De Weedy

I got myself a DVD burner.

I think the first sentence warns you already. Geek Alert!

Yessir, I got myself one of those newfangled all-formats-supported burners. The LG DVDRAM GSA-4040B, or HL-DT-ST DVDRAM GSA-4040B. (A joint venture between LG and Hitachi.)

I plugged it in on my secondary IDE cable, as the slave to my Sony CRX104E 8x4x32 CD burner. Both drives were set to Cable Select mode. BIOS detection took extra long, and its name was some weird characters. Later I found there was only one drive in Windows XP, and although a CD-ROM was placed in both drives, nothing appeared.

I then swapped it so the DVD burner was master and CD burner slave, with the appropriate manual jumper settings. It worked! Of course, Ahead Nero was already registered to the CD burner only, so I used Pinnacle’s InstantDVD+CD software for the DVD burner.

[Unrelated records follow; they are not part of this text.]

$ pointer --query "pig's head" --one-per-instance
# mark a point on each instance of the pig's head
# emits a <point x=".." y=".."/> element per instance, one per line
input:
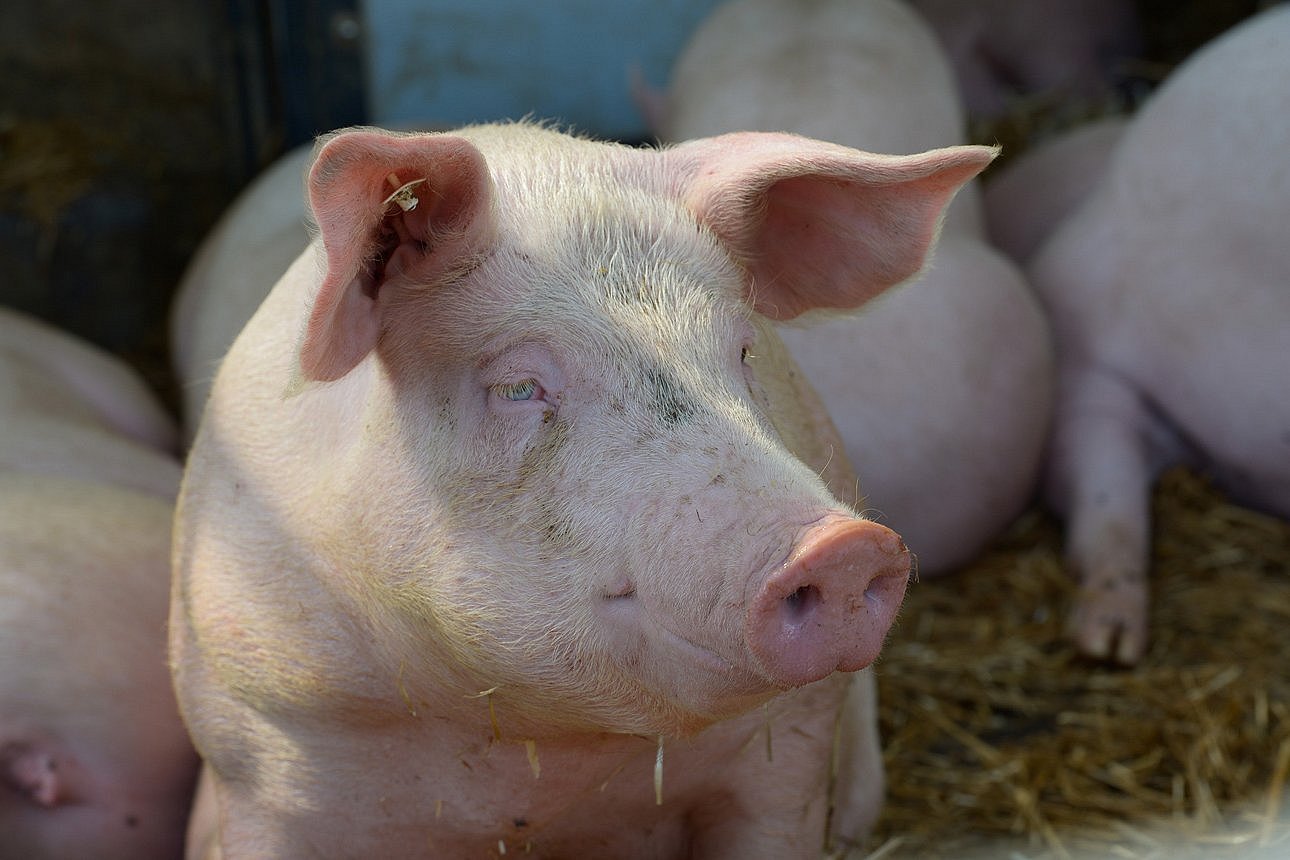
<point x="574" y="467"/>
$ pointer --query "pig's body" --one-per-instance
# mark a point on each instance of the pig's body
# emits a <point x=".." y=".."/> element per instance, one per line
<point x="75" y="411"/>
<point x="1031" y="196"/>
<point x="1170" y="294"/>
<point x="467" y="529"/>
<point x="252" y="245"/>
<point x="93" y="757"/>
<point x="941" y="390"/>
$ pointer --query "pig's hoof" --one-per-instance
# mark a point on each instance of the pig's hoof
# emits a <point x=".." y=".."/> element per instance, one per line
<point x="1111" y="624"/>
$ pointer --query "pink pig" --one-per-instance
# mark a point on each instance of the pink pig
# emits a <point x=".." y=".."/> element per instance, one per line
<point x="1005" y="50"/>
<point x="94" y="761"/>
<point x="510" y="525"/>
<point x="1169" y="288"/>
<point x="942" y="390"/>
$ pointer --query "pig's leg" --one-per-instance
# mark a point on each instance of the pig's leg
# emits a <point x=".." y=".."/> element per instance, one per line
<point x="1106" y="450"/>
<point x="203" y="840"/>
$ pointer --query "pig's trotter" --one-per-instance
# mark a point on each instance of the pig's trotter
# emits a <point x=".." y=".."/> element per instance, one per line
<point x="1108" y="620"/>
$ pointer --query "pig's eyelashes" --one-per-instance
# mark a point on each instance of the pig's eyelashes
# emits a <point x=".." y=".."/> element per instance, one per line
<point x="519" y="391"/>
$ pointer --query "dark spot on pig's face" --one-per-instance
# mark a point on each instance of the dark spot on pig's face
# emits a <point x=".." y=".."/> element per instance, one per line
<point x="666" y="397"/>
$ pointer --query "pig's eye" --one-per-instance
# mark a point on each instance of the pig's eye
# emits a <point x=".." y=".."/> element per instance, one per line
<point x="523" y="390"/>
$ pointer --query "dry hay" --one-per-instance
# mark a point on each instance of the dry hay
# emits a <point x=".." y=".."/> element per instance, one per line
<point x="996" y="732"/>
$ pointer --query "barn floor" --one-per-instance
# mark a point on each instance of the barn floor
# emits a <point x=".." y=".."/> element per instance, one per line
<point x="1001" y="742"/>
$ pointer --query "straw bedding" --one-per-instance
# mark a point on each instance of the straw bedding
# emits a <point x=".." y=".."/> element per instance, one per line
<point x="1001" y="742"/>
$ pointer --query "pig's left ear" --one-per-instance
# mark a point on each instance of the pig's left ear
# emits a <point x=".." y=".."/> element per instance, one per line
<point x="817" y="224"/>
<point x="388" y="206"/>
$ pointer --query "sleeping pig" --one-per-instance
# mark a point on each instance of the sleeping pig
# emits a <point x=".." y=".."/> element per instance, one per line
<point x="1169" y="288"/>
<point x="941" y="390"/>
<point x="94" y="761"/>
<point x="510" y="525"/>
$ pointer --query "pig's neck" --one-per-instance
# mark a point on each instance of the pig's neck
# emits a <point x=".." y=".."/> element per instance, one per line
<point x="428" y="783"/>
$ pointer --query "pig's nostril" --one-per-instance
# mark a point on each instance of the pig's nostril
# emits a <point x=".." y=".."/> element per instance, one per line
<point x="801" y="602"/>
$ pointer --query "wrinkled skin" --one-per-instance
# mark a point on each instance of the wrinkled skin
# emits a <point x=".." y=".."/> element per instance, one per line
<point x="93" y="757"/>
<point x="1170" y="298"/>
<point x="941" y="390"/>
<point x="472" y="525"/>
<point x="1006" y="50"/>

I burnt one CD-R with the DVD burner, and it worked well. I have yet to buy any blank DVD media. 🙁

As a CD burner it’s rated 24x12x32, reading DVDs at 12x. It writes DVD-RAMs at 3x, DVD+RWs at 2.4x, DVD-RWs at 2x and DVD-Rs and DVD+Rs at 4x. Of course, a DVD’s 4x is different from a CD’s 4x… a DVD’s 1x is 1385 Kilobytes per second, while a CD’s 1x is a mere 150 Kilobytes per second. Hence, burning a DVD-R at 4x would be 5540 Kilobytes per second. Divide that by 150 Kilobytes per second, and it’s equivalent to burning a CD at 37x.

I don’t really have any practical use for a DVD burner… I got it cheap just for the heck of it, and as a status symbol. 🙂 I had a few DVDs to play anyway, and I’d probably back up my huge MP3 collection on two DVD+RWs.

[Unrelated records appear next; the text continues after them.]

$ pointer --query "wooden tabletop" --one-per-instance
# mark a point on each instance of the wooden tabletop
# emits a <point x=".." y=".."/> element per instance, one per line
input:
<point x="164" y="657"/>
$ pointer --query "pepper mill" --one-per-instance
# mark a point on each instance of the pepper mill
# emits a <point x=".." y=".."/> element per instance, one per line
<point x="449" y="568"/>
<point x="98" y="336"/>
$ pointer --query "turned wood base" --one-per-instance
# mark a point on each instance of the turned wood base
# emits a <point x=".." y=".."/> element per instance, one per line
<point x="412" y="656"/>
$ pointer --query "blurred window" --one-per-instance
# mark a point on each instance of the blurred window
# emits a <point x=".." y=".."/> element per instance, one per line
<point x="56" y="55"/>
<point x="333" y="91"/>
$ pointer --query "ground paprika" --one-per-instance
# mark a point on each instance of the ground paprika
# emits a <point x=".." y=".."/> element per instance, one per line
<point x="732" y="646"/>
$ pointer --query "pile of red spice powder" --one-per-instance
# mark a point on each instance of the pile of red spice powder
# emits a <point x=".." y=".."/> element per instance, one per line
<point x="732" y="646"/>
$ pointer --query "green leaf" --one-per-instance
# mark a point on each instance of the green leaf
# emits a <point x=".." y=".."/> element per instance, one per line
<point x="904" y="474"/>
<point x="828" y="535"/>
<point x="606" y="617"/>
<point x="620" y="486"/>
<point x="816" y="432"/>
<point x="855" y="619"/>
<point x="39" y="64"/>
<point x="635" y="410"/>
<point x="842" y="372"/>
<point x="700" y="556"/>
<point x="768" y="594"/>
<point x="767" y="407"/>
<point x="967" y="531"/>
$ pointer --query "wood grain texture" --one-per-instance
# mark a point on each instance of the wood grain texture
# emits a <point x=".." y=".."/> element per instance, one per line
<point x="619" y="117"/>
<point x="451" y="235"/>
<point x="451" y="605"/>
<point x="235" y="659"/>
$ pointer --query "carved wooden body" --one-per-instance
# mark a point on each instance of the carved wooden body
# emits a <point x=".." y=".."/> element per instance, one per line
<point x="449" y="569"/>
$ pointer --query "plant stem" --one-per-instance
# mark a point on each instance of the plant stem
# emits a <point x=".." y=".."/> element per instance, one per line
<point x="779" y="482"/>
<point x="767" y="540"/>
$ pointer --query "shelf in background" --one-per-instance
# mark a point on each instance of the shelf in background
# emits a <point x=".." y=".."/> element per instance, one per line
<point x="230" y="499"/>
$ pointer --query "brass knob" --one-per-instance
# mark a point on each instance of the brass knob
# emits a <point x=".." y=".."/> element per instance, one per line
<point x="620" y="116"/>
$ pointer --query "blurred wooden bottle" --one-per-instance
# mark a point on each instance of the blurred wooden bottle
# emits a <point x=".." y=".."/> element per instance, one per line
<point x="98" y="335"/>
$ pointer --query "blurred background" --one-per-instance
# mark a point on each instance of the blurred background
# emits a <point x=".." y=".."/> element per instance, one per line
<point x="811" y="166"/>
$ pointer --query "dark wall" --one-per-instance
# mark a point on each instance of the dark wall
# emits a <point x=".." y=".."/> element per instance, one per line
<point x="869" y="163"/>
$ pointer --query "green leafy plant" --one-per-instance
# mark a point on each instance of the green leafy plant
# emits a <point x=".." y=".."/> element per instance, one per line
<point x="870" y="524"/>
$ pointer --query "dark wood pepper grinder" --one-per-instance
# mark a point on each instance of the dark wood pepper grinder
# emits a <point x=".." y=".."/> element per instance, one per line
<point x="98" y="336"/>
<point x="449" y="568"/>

Oh, and I used DVD Region Free to circumvent the possible regional problems related to DVDs. Sweet. However, playing Metallica – St. Anger original DVD had some problems – at quieter parts, the sound would disappear halfway, as if the sound moved to another channel. (I have 2 cheap speakers on a Creative SoundBlaster Live! 5.1 soundcard.) Even choosing stereo Dolby Digital in the menu made no difference.

Why not be happy with my CD burner? Well, a blank DVD-R still costs less than 7 CD-Rs of the same capacity. 🙂

On a side note, my dad’s Relisys 1569 15″ CRT monitor is FANTASTIC. I never knew until I was reinstalling Windows 98 SE on it. It could go 1024×768 at 85 Hertz and 1280×1024 at 60 Hertz, or a maximum of 69 Kilohertz! Such high frequency ratings are only supported on 17″ CRTs! I personally can’t stand anything below 85 Hertz so this was really neat. I wonder if their 17″ and 19″ CRT monitors have high frequencies too. (Anybody know any monitor that can do at least a 102 Kilohertz vertical refresh?)

0 thoughts on “De Weedy

  1. Alex Post author

    The other day at my hometown, I tried out a Acer 17" Flat screen monitor (forgot the model number) which had the same capabilities of a 19"

    It even does 1600×1200 at 85Hz. Really cool for a 17 incher. Unfortunately for extreme resolutions above 1280×1024, I had to use 75Hz as 85Hz can’t fill up the entire screen. This might be something you would look for. 19" resolution in a nice 17" package.